My grandfather’s condition continued to worsen once he returned to the nursing home. Some days he would be just fine, but others he would tell stories of what he had done that day around the nursing home, even though at this point he hadn’t walked in months. I regrettably must say that this story does not have a happy ending and he passed away in March of 2013 after an unexpected heart attack.
We all took it hard, but especially my mom. Between her father passing away and the pressure of working so much, she gave in to the pressure and didn’t show up to work for a week while she drank nonstop. This resulted in her being forced to resign. Over the next six months, she never even attempted to get a job. Instead she just drank away her severance package, while she let the bills go unpaid.
We tried everything we knew how to do to stop her, but it was impossible to let us help her or to get her to let someone else help her. She ended up getting her car repossessed and eventually the house too.
My grandfather and I were always close from the summers we would spend together building a tree house. He was gone. My mom wasn’t even the same person anymore. I didn’t have somewhere to come home to once the house got repossessed. My lifestyle completely changed and there were times where I didn’t have a dollar to my name. I went from having everything to absolutely nothing practically overnight. To say it was a drastic change from the lifestyle I had become accustomed to would be an understatement.
For as long as I can remember, my mom told me she would pay for my college as long as I was doing well. Two years into my degree, it became painstakingly obvious that wasn’t going to happen anymore. To make matters worse, I learn that my mom had used my name to take out $10,000 worth of loans that I would have to pay back that she used on liquor.
I wasn’t willing to have her legally prosecuted and make it only her problem, which left me with two options. If I were to drop out, the loans would start collecting immediately and I would start the rest of my life with no education. If I continued with school, the student debt would rapidly pile on. I chose the latter option, hoping that she could one day be able to help me pay it back.
I was forced to do a lot of growing up in 2013 by being thrown into the real world having never heard the word “no.” Yu-Gi-Oh became a necessary outlet during this time period. The entire situation broke my complacent and entitled attitude that I had grown to develop. Every event I could attend meant a lot more to me. I remember at a certain point not knowing how I would be able to eat within the week, if I didn’t do well at that weekend’s tournament.

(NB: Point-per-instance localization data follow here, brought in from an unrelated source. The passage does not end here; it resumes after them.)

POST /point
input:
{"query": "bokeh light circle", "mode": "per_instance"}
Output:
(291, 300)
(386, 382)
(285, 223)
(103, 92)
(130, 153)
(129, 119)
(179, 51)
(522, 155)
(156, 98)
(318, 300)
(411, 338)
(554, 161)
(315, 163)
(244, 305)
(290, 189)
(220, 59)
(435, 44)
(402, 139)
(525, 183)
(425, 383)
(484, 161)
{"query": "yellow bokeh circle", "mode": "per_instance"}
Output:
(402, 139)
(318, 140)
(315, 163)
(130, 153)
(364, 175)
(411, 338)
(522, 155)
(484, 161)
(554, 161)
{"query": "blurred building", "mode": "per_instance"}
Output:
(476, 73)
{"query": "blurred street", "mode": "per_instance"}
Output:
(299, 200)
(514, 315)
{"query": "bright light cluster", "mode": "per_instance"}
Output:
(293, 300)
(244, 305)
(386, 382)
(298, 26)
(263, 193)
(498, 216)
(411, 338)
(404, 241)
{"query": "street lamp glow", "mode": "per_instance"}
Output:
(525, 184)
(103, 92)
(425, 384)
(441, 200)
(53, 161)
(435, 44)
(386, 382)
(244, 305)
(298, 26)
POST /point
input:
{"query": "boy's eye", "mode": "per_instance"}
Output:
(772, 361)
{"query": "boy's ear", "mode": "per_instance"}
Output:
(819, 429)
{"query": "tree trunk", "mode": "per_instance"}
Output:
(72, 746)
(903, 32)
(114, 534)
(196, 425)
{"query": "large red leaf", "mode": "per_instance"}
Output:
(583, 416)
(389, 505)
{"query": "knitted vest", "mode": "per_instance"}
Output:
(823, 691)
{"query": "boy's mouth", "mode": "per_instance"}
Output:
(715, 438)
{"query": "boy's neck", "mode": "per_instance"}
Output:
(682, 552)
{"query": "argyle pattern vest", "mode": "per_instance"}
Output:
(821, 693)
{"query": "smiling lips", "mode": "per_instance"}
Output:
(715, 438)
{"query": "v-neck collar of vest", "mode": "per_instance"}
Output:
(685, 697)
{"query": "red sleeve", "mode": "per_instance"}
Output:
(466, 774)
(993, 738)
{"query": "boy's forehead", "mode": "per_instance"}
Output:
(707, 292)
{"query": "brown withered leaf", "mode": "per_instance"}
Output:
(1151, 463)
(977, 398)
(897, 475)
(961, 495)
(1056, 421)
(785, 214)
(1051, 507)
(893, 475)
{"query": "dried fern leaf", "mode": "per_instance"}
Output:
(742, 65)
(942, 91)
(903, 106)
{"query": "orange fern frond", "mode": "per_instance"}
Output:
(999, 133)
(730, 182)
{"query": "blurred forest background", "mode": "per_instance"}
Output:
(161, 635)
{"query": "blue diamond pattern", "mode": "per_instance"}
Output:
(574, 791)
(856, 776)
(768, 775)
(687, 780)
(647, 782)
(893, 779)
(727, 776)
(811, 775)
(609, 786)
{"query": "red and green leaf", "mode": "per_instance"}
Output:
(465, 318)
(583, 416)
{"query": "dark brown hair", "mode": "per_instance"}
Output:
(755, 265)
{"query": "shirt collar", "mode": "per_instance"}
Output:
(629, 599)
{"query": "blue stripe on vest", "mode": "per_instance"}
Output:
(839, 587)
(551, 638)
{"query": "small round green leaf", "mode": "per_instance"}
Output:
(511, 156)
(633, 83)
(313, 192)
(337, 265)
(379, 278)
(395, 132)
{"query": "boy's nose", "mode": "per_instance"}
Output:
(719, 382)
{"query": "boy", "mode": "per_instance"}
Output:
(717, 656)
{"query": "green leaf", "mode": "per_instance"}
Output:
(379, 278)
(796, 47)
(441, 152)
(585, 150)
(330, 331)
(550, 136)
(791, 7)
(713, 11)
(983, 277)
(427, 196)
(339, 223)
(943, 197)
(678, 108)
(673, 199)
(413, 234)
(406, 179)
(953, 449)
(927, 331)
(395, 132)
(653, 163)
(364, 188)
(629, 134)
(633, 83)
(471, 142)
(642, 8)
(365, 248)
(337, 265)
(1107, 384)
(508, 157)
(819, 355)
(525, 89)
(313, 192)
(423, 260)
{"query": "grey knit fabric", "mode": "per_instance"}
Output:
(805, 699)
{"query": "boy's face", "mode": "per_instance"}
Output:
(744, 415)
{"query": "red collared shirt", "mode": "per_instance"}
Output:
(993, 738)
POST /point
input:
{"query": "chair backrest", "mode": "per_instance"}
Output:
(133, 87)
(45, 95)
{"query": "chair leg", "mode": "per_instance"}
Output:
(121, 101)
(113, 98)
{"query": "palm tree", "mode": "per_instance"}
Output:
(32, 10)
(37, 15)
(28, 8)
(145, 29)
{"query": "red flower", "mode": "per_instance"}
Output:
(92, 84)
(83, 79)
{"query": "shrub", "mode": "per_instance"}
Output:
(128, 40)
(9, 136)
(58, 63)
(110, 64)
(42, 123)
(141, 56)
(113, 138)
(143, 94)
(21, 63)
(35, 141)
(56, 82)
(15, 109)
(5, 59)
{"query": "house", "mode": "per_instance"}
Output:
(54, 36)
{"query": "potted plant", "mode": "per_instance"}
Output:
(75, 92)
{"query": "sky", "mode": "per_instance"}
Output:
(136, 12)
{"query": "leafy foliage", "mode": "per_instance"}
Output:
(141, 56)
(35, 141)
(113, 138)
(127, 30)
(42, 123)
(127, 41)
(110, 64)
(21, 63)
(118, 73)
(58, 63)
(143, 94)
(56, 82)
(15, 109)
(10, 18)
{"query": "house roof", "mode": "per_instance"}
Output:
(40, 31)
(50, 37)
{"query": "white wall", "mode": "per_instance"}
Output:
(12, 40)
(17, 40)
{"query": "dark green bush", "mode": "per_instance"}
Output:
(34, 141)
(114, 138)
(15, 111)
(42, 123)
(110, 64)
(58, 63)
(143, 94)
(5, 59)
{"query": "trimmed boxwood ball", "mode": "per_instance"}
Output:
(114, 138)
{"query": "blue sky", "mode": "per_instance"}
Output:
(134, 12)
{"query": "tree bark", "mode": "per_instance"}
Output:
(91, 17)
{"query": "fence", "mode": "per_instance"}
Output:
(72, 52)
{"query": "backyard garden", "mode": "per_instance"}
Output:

As the saying goes, with necessity comes innovation.
As a college senior with close to $60,000 in student loans, I remain optimistic. I like to think that what happened wasn’t just good for me from a card perspective, but a life perspective as well. For the first time in my life, I didn’t feel like I was owed something. It broke me of the complacency I had developed over my lifetime and I was forced to wizen up to the ways of the world.
My mom finally agreed to attend a long-term rehab program at the Salvation Army in Connecticut at the very end of 2013. She went on to complete the program and was offered a job running their call center, which she has loved doing for over a year now.
I’d especially like to thank the entire Leverett family and Alter Reality Games, without either of which I’m sure I would no longer have been able to travel to events or play the game. It’s been a long journey so far and thankfully it’s not over yet. I challenge you to learn from the entitled attitude that I had and never become complacent in any aspect of life.